片付けをしている神官を捕まえ、アカネに会えるか聞いた。
「城へ行けばお会いになれます。旅の方ですか」
「はい」
「謁見の時間が決まっています。日が暮れると鐘が鳴ります。その時刻には城から出されますので気をつけて」
門をすぎると、城というより、巨大な寺院のような建物が現れた。
警備の兵士はいるが、別に武器を調べられるわけでもなく、仁王様のような像を通り過ぎる。
「次期女王がお会いになられる。失礼のないように」
王の間に通されると、驚いたことにそこは畳敷きだった。
一段高くなったところに、空の玉座があった。
その前にアカネは座っていた。
「あなたたちは……。

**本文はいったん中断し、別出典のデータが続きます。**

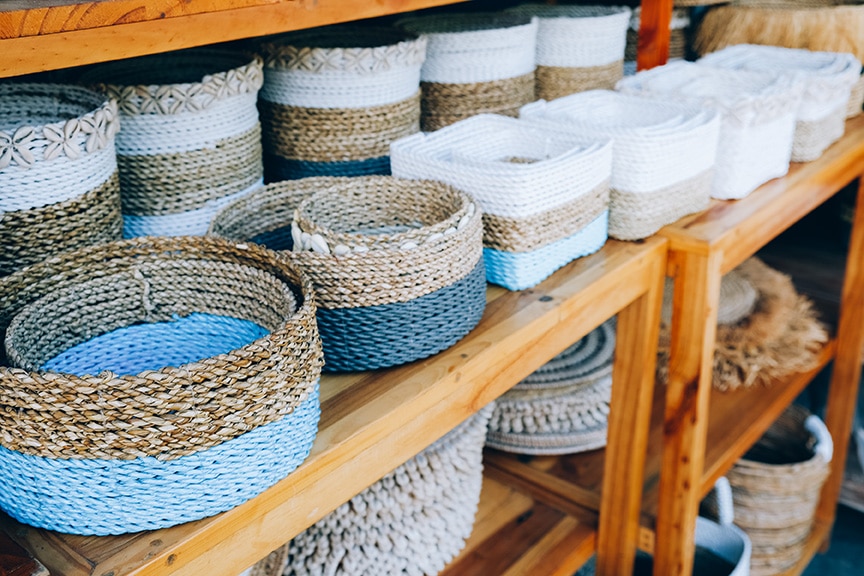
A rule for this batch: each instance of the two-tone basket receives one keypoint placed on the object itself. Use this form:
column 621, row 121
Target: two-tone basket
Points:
column 475, row 63
column 58, row 172
column 190, row 139
column 826, row 80
column 413, row 521
column 333, row 100
column 662, row 160
column 544, row 195
column 397, row 265
column 578, row 47
column 156, row 381
column 563, row 407
column 758, row 111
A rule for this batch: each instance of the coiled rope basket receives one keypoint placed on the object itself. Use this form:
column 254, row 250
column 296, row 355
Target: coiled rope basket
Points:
column 156, row 381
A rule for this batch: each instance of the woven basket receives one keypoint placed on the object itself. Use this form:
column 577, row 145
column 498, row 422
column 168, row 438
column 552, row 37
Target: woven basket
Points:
column 563, row 407
column 578, row 47
column 475, row 63
column 544, row 196
column 826, row 80
column 413, row 521
column 776, row 487
column 663, row 154
column 191, row 140
column 758, row 112
column 333, row 100
column 396, row 264
column 150, row 377
column 58, row 172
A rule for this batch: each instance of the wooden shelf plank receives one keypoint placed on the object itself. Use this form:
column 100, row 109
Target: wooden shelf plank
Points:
column 374, row 421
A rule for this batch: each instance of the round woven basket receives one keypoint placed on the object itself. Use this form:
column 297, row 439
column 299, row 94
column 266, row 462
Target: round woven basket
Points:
column 413, row 521
column 396, row 264
column 333, row 100
column 545, row 196
column 58, row 172
column 475, row 63
column 191, row 140
column 150, row 376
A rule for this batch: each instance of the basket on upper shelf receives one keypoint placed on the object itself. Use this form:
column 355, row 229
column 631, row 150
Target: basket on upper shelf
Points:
column 334, row 98
column 544, row 195
column 155, row 381
column 663, row 154
column 397, row 265
column 58, row 172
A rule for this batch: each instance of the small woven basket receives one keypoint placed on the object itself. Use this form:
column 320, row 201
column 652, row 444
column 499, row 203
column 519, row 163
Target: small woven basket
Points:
column 396, row 264
column 826, row 80
column 545, row 196
column 758, row 118
column 563, row 407
column 475, row 63
column 333, row 100
column 191, row 140
column 156, row 381
column 58, row 172
column 413, row 521
column 578, row 47
column 662, row 160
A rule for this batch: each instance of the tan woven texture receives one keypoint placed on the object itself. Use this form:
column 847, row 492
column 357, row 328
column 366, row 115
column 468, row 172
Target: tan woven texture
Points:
column 557, row 81
column 443, row 104
column 175, row 410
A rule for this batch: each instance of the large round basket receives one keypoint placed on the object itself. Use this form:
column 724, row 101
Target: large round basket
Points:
column 396, row 264
column 58, row 172
column 191, row 140
column 155, row 382
column 545, row 196
column 333, row 100
column 475, row 63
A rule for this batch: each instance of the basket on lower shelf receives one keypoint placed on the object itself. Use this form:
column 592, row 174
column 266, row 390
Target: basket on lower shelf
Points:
column 562, row 408
column 156, row 381
column 413, row 521
column 662, row 155
column 190, row 140
column 397, row 265
column 475, row 63
column 544, row 195
column 58, row 172
column 334, row 98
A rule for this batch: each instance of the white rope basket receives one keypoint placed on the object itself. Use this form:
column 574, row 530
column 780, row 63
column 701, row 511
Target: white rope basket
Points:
column 758, row 112
column 826, row 81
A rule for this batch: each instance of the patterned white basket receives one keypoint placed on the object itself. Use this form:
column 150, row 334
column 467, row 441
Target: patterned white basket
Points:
column 663, row 154
column 758, row 113
column 826, row 79
column 544, row 196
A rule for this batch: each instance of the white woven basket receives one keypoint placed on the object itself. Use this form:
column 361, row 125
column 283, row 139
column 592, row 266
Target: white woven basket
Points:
column 758, row 112
column 663, row 153
column 826, row 79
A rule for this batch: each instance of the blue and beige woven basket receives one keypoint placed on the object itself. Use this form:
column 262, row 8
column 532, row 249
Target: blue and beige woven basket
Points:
column 155, row 381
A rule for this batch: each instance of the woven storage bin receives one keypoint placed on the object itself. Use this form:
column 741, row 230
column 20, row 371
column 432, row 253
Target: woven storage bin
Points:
column 156, row 381
column 563, row 407
column 333, row 100
column 413, row 521
column 58, row 172
column 826, row 80
column 191, row 140
column 758, row 112
column 396, row 264
column 776, row 488
column 662, row 160
column 544, row 196
column 475, row 63
column 578, row 47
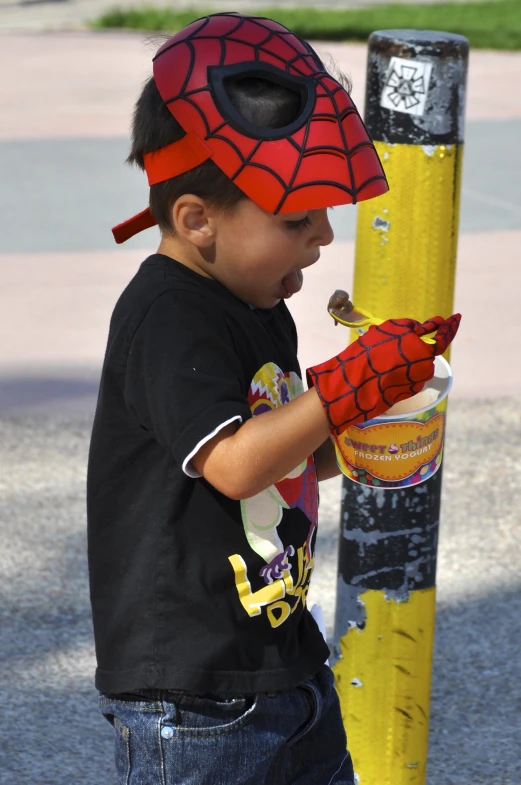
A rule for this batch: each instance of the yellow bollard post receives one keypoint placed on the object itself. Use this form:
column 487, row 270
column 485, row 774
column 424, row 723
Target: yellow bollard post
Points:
column 405, row 266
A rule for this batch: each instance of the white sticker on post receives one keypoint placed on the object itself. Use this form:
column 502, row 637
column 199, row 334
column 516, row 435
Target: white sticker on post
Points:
column 406, row 86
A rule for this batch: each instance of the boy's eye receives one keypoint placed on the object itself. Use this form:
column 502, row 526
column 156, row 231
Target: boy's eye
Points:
column 299, row 224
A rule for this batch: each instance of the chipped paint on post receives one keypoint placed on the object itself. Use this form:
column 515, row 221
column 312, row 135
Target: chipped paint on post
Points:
column 405, row 266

昨日の」
僕たちの姿に気づいたアカネが、そこから降りてきた。
「次期女王とは知らず、失礼致しました」
座布団を出され、リリーは不思議そうな顔で、僕を真似て膝を折った。
「広場で、葬式を見ました。……女王というのは」
「病が治らなくて。もう長くないでしょう。死者が迷わないように、先に葬式をして、道を作るのよ」
「殉死する者もいるとか」
「……」
「あの……。彼とは、親しいのではないのですか」
「……」
彼女は心を隠すようにそっと目を細めた。
「彼は、女王陛下の召使い兼、預言者なの。神の言葉を民に伝える者。女王が死んだら一緒に死ななければならないの」
「どうしてですか」
「習わしだからよ。ずっとそうしてきた」
「……それ、誰が決めたんですか」
意味のない問いだ、失敗した。もともと日本で暮らしていた彼女にわかるわけがない。